Chapter 5 – Reliability: Conceptual Basis
Overview of reliability and classical test theory
- Reliable: ability to reflect real psychological differences accurately. Continuum of
reliability.
- Classical test theory (CTT): measurement theory that defines conceptual basis of
reliability + outlines procedures for estimating reliability of psychological measures.
o Observed scores: values obtained from measurement of characteristic.
o True scores (signal): real amount of characteristic. Observed scores interpreted
as good estimates of true scores, because most research are intended to
reflect true psychological characteristics.
o Reliability (signal/signal+noise): reflects extent to which differences in
respondents’ test scores are function of their true psychological differences, as
opposed to measurement error. Is an unobserved feature of test scores
estimate (compare intelligence).
o Measurement error (signal + noise): extent to which ‘other’ characteristics
contribute to differences in observed scores create inconsistency between
observed + true scores. Score is never perfectly reliable, always some error;
BUT: hard to find all sources of measurement error (e.g., measuring babies’

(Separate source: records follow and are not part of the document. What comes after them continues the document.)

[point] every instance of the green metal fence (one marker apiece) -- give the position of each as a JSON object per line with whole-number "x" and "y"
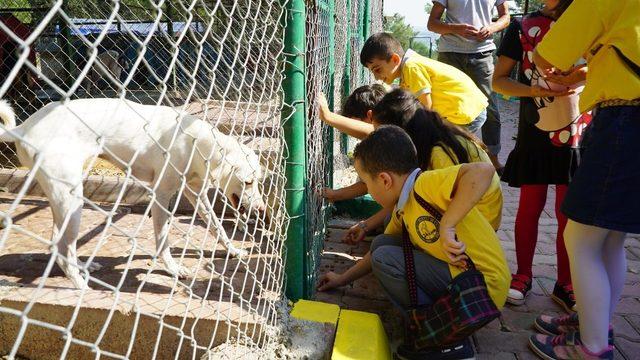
{"x": 322, "y": 43}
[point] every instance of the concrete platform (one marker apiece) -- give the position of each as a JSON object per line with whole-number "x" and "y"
{"x": 134, "y": 307}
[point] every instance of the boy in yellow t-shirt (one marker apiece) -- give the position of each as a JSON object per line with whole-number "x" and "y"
{"x": 438, "y": 86}
{"x": 386, "y": 161}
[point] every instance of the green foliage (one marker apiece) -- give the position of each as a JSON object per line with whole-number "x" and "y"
{"x": 428, "y": 6}
{"x": 399, "y": 29}
{"x": 423, "y": 49}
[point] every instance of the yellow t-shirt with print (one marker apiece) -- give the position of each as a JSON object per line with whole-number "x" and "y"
{"x": 490, "y": 205}
{"x": 591, "y": 29}
{"x": 483, "y": 246}
{"x": 453, "y": 94}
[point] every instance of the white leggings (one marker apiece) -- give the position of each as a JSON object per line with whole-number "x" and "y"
{"x": 598, "y": 268}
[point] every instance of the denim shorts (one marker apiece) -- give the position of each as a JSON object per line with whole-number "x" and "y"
{"x": 605, "y": 190}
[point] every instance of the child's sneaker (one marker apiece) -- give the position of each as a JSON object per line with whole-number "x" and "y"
{"x": 565, "y": 347}
{"x": 520, "y": 286}
{"x": 461, "y": 351}
{"x": 559, "y": 325}
{"x": 563, "y": 295}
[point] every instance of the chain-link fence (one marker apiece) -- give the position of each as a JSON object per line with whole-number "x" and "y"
{"x": 150, "y": 136}
{"x": 151, "y": 133}
{"x": 335, "y": 33}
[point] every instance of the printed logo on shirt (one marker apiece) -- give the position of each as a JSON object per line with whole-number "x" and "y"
{"x": 427, "y": 228}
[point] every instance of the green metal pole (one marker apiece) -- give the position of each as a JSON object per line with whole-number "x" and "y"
{"x": 366, "y": 30}
{"x": 344, "y": 140}
{"x": 293, "y": 122}
{"x": 332, "y": 73}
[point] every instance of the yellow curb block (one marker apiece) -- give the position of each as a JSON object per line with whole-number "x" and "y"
{"x": 360, "y": 335}
{"x": 316, "y": 311}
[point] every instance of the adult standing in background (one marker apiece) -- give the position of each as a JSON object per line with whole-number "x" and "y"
{"x": 467, "y": 44}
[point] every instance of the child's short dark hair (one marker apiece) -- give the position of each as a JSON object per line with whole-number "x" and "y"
{"x": 362, "y": 100}
{"x": 426, "y": 128}
{"x": 380, "y": 46}
{"x": 388, "y": 148}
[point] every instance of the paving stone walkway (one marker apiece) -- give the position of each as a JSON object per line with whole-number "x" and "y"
{"x": 507, "y": 337}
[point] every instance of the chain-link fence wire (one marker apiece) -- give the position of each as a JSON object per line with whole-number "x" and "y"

length affected by amount of squirming, or different nurses measuring babies).
Observed scores, true scores, and measurement error
- Reliability depends on:
o Extent to which differences in test scores can be attributed to real inter- or
intra-individual differences.
o Extent to which differences in test scores are function of measurement error.
- CTT: observed score is true score + error
o Assumption about measurement error: error occurs as if it’s random = just as
likely to inflate any score as to decrease score. Simply chance to score
higher/lower due to error independent from true scores, because error can
influence every true score, whether it is high or low.
Error tends to cancel itself out across respondents = inflates scores of
some respondents + deflates of other average effect of error = 0.
Error scores are uncorrelated with true scores: still affecting observed
scores, independent of level of true score.